Dan Mullen’s momentum at Florida seems to have waned. After 21 wins through his first two seasons in Gainesville, the Gators slipped to 8-4 a year ago (granted, with an SEC East title), and are off to a 4-4 start this season.
Florida gave Alabama a real scare on Sept. 18, falling 31-29 to Nick Saban’s Crimson Tide. The team rebounded to beat Tennessee, but has losses to Kentucky, LSU, and Georgia in the last four weeks. The No. 1-ranked Dawgs bludgeoned the Gators 34-7, leading to discourse comparing Mullen’s recruiting efforts to those of Kirby Smart.

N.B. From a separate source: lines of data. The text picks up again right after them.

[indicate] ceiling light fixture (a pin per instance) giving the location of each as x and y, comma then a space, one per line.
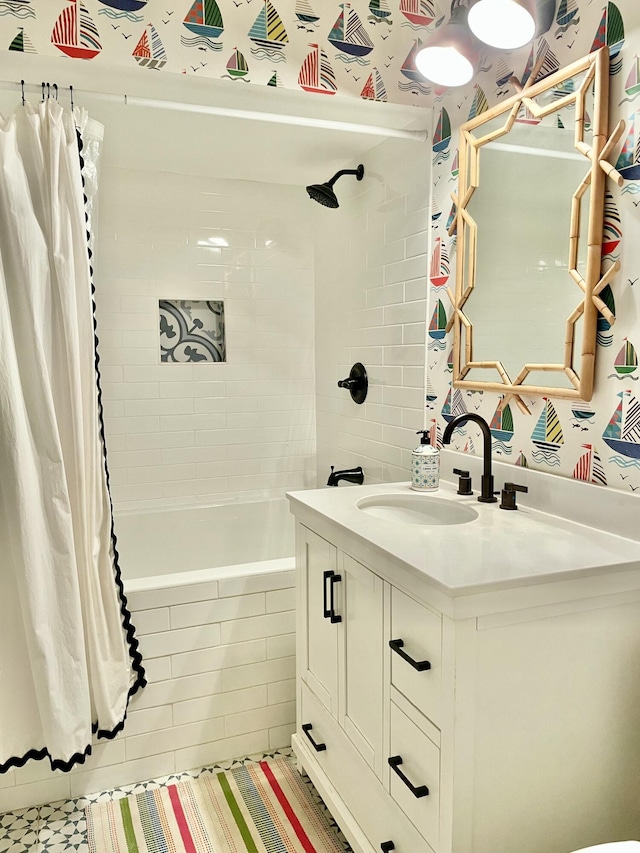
506, 24
451, 57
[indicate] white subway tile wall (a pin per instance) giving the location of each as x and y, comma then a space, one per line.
370, 306
191, 433
221, 688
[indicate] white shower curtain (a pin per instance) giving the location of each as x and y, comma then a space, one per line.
68, 655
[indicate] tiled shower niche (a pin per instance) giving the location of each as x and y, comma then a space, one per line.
191, 331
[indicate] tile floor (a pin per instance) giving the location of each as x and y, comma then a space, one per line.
61, 827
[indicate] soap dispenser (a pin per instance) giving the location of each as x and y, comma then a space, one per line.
425, 465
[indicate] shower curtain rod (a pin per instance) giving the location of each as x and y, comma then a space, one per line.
226, 112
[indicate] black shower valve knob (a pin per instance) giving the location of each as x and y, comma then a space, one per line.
356, 383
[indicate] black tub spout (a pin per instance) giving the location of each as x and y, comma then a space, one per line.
351, 475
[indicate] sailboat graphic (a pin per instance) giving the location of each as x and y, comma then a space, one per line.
604, 338
549, 64
629, 160
440, 270
589, 468
454, 405
348, 33
442, 134
438, 324
316, 74
431, 395
380, 11
374, 89
452, 215
547, 434
150, 52
622, 433
418, 12
610, 31
627, 360
611, 233
567, 10
125, 5
305, 13
204, 19
455, 166
22, 43
479, 103
236, 66
501, 425
435, 434
268, 30
74, 32
581, 411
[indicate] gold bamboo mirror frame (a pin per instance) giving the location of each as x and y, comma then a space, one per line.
578, 93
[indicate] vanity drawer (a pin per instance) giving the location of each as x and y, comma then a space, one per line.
416, 771
420, 632
373, 809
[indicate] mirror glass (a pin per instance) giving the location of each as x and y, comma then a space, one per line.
524, 293
527, 186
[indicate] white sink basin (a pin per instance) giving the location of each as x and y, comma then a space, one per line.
416, 509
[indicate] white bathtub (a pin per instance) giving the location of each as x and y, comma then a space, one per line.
160, 548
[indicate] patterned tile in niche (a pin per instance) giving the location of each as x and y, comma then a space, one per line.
191, 330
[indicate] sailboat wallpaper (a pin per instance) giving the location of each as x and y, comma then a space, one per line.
366, 49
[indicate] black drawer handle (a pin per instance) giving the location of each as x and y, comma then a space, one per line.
319, 747
328, 610
417, 790
420, 665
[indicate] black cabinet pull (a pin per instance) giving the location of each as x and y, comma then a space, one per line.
328, 609
319, 747
325, 607
420, 665
417, 790
332, 582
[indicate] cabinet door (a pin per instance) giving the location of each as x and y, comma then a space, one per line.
318, 643
360, 657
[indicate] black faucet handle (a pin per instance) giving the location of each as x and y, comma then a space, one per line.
508, 498
464, 482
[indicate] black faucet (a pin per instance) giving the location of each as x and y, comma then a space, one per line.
486, 489
351, 475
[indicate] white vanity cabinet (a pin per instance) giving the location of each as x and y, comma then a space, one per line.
504, 720
347, 724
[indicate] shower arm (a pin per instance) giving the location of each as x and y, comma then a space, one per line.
340, 174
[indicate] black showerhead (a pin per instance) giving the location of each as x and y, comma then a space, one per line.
324, 194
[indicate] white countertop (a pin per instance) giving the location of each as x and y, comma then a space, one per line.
498, 549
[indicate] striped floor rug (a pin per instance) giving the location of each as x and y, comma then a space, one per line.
262, 807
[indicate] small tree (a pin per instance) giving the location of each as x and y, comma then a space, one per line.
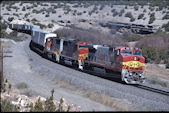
49, 105
38, 106
150, 54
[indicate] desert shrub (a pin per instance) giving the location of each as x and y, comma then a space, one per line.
132, 19
34, 19
23, 9
10, 19
21, 85
3, 26
47, 15
167, 64
34, 11
150, 54
48, 106
53, 11
101, 7
26, 15
15, 14
144, 10
8, 8
50, 25
121, 12
140, 16
115, 13
166, 27
151, 8
39, 24
79, 13
136, 7
152, 18
129, 15
7, 106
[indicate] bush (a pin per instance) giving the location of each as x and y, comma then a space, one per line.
48, 106
50, 25
150, 54
166, 27
132, 19
90, 36
47, 15
167, 64
136, 8
141, 16
23, 9
10, 19
128, 14
6, 106
152, 18
15, 14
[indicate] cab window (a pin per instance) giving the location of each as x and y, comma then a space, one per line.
126, 52
136, 52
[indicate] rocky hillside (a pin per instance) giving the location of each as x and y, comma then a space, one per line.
86, 14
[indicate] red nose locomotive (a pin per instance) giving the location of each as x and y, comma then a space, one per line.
128, 62
123, 61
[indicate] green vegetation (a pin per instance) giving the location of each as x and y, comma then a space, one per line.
6, 106
152, 18
140, 16
166, 27
10, 19
129, 15
48, 106
150, 54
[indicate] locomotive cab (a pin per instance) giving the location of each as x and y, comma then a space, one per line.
132, 65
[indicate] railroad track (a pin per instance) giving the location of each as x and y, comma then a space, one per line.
153, 90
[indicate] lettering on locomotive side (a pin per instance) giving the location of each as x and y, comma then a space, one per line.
133, 64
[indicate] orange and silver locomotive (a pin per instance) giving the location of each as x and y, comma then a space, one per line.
123, 61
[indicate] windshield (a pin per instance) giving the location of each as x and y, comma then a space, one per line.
127, 52
136, 52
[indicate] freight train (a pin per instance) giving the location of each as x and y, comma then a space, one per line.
128, 63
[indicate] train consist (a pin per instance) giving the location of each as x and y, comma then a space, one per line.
128, 63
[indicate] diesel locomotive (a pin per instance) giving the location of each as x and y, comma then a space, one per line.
128, 63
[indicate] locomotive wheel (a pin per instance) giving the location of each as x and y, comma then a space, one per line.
61, 61
74, 64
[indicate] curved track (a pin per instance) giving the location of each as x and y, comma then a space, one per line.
153, 90
110, 85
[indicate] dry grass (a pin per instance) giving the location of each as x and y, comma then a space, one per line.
21, 85
116, 104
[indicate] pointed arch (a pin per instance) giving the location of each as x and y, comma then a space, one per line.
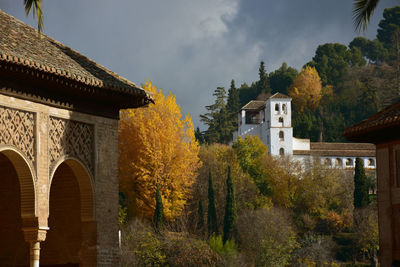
85, 182
26, 178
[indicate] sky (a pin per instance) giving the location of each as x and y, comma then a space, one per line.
190, 47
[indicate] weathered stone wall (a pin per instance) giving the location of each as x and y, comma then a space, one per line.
46, 137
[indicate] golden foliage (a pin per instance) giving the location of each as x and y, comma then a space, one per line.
306, 90
157, 147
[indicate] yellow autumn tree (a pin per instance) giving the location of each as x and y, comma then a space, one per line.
306, 90
157, 147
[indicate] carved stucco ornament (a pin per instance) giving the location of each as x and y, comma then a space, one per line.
68, 138
17, 128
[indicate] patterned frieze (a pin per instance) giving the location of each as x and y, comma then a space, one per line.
17, 128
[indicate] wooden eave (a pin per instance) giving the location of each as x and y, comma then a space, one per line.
39, 84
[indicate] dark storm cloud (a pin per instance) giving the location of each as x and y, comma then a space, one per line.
191, 47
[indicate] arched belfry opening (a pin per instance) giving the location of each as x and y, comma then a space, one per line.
71, 239
17, 208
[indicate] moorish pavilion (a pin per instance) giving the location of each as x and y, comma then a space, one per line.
59, 116
383, 130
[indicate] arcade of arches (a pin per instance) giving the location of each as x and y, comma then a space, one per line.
57, 206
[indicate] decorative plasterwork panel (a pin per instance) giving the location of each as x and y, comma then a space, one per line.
71, 138
17, 128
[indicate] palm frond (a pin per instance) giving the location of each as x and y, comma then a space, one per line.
36, 7
362, 12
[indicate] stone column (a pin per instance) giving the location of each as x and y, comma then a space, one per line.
88, 252
34, 235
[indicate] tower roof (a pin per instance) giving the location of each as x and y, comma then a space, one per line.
254, 105
279, 96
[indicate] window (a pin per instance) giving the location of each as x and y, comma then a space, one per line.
371, 162
398, 167
328, 161
281, 136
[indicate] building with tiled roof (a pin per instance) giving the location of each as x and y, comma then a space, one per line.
383, 130
59, 186
270, 120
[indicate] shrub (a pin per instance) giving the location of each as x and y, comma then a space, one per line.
185, 251
267, 236
140, 246
228, 250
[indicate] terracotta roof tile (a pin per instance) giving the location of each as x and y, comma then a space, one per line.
254, 105
280, 96
20, 44
339, 150
386, 118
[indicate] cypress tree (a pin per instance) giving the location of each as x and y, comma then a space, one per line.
230, 210
212, 213
233, 107
158, 218
361, 196
263, 83
200, 217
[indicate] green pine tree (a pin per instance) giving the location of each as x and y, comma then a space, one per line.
361, 196
230, 210
219, 129
212, 212
263, 82
200, 217
233, 105
158, 218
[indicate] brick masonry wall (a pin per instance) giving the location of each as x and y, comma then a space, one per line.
105, 176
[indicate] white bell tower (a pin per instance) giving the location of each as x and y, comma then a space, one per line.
279, 129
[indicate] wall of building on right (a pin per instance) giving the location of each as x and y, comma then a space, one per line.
383, 130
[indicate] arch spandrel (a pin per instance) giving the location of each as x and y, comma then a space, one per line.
26, 179
85, 181
69, 138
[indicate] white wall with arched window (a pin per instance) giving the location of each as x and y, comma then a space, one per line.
281, 136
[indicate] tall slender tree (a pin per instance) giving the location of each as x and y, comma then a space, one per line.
158, 218
200, 217
233, 106
362, 12
361, 198
212, 212
263, 82
230, 210
36, 7
219, 128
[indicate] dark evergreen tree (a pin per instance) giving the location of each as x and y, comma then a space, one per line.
389, 27
200, 217
212, 212
199, 136
281, 79
219, 127
361, 198
263, 82
230, 210
233, 105
158, 218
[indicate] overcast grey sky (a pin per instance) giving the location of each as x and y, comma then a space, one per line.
190, 47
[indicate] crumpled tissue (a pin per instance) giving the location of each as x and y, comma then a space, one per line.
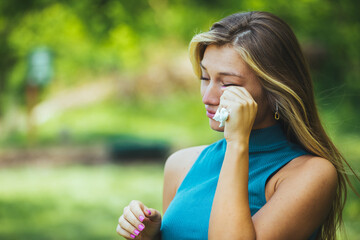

“We’re in the season now. We’ll do recruiting after the season – when it gets to recruiting time we can talk about recruiting,” Mullen said, when asked about classes that are lagging behind their rivals’. It’s fairly clear he meant that he doesn’t intend to talk recruiting with the media until after the season, but when compared to Kirby Smart’s admission about the role of coaching vs. talent in college football, it still sticks out.
During an appearance on SiriusXM, former college coach Rick Neuheisel said that he believes Mullen is “tired” of being at Florida, and floated a pretty interesting idea: if he gets a shot at the NFL, he might take it. It’s hard to see Mullen landing an NFL head coaching job off of a disappointing year at Florida, but after Kliff Kingsbury, anything is possible.
Rick Neuheisel on @SXMCollege about Florida’s Dan Mullen: “I know Dan & like him & respect him: if he gets an NFL chance I think he’ll take it. I think he’s tired of this (at Florida)”
— Brett McMurphy (@Brett_McMurphy) November 4, 2021
Dan Mullen certainly wouldn’t be the first coach to burn out on the grind that is college football, with its year-round recruiting calendar and immense pressure. NFL coaches still put in crazy hours, but they don’t have to worry as much about personnel, or flying across the country during the week to woo high school stars.
His entire career has been at the college level, though, which would make it interesting to make a jump. Mullen was the head coach at Mississippi State for nearly a decade before taking over at Florida, where he previously served as offensive coordinator under Urban Meyer. His resume also includes stops at Utah and Bowling Green on Meyer staffs, as well as Notre Dame, Syracuse, Columbia, and Wagner.